Nipype

Why Nipype?

Pulls most neuroimaging software packages into one tool. Choose and combine functions from different packages.
Free and open-source.
Caches past runs of workflow, and re-runs accordingly.
Easy parallelization.

Installation

Let's create a virtual environment (pop quiz!) in which to install nipype and its friends.

# 1. set-up and activate virtual env
module load miniconda3/py39_4.11.0-ncf
python -m venv nipype39_venv
source nipype39_venv/bin/activate

# 2. install nipype and friends
pip install nipype pytest sphinx networkx==3.0 nibabel==2.0.4

# 3. test install
python -c "import nipype; print(nipype.__version__)"
python -c "import nipype; nipype.test()"
# You will probably get warnings, but make sure you don't have any errors or fails.

To access the full code of nipype_spm1stlevel.py (LINK)

Interface, Node, Workflow

A nipype pipeline is composed of 3 differently "sized" objects, from smallest to largest: 1. Interfaces, 2. Nodes, and 3. Workflows

Figure of interfaces and nodes in a workflow

Interfaces: Functions for fun pipelines!

(Sorry I couldn't help myself.)

Interfaces are Python functions that wrap the magical (mostly neuroimaging) tools from other software packages (e.g., fslmaths from FSL or recon-all from Freesurfer)

Like modules, interfaces aren't Python built-ins, so their modules must be imported at the beginning of your Python script (lines 1-13 of nipype_spm1stlevel.py LINK):

from nipype.interfaces import fsl, spm

Then, we can call things that we imported as, for example: spm.EstimateContrast()

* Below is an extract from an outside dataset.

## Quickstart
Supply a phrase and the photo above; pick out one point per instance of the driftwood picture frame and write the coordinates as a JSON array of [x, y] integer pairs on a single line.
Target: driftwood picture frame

Nodes: Happy package for an interface

Nodes contain the wrapped interfaces, but also: 1. inputs (including input files, or any specified paramaters), and 2. outputs.

Let's choose a simple example: Freesurfer's mri_convert.

To create a node:

from nipype.pipeline import engine as pe

nodeVariableName = pe.Node(package.function(), name="nameForOutputDirectory")

For example (lines 138-161 of nipype_spm1stlevel.py):

convert = pe.Node(freesurfer.MRIConvert(), name="convert")

# now we can set the inputs
convert.inputs.in_file = 'structural.nii.gz'
convert.inputs.out_type = 'nii'

MapNode

Now in the mri_convert example above, we had a Node which took a single input (1 volume) and a single output (1 volume), but in reality, you might have a bunch of images that need to be converted, but then reconverge as a single list (of multiple volumes) when it's passed on to another node. Then you'll need a MapNode.

Figure of MapNode flow

Lines 140-142 of nipype_spm1stlevel.py:

convert = pe.MapNode(freesurfer.MRIConvert(), name="convert", iterfield=['in_file'])
convert.inputs.in_file = funcFiles # more on how I made this object later
convert.inputs.out_type = 'nii'

Iterfield

The iterfield entry is not limited to files or to MapNodes. You could use it for any input. For instance, if you're doing smoothing and want to try a bunch of different kernels, this input parameter could go in the iterfield. Or if you're doing a second level analysis over many contrasts, this could also go in the iterfield.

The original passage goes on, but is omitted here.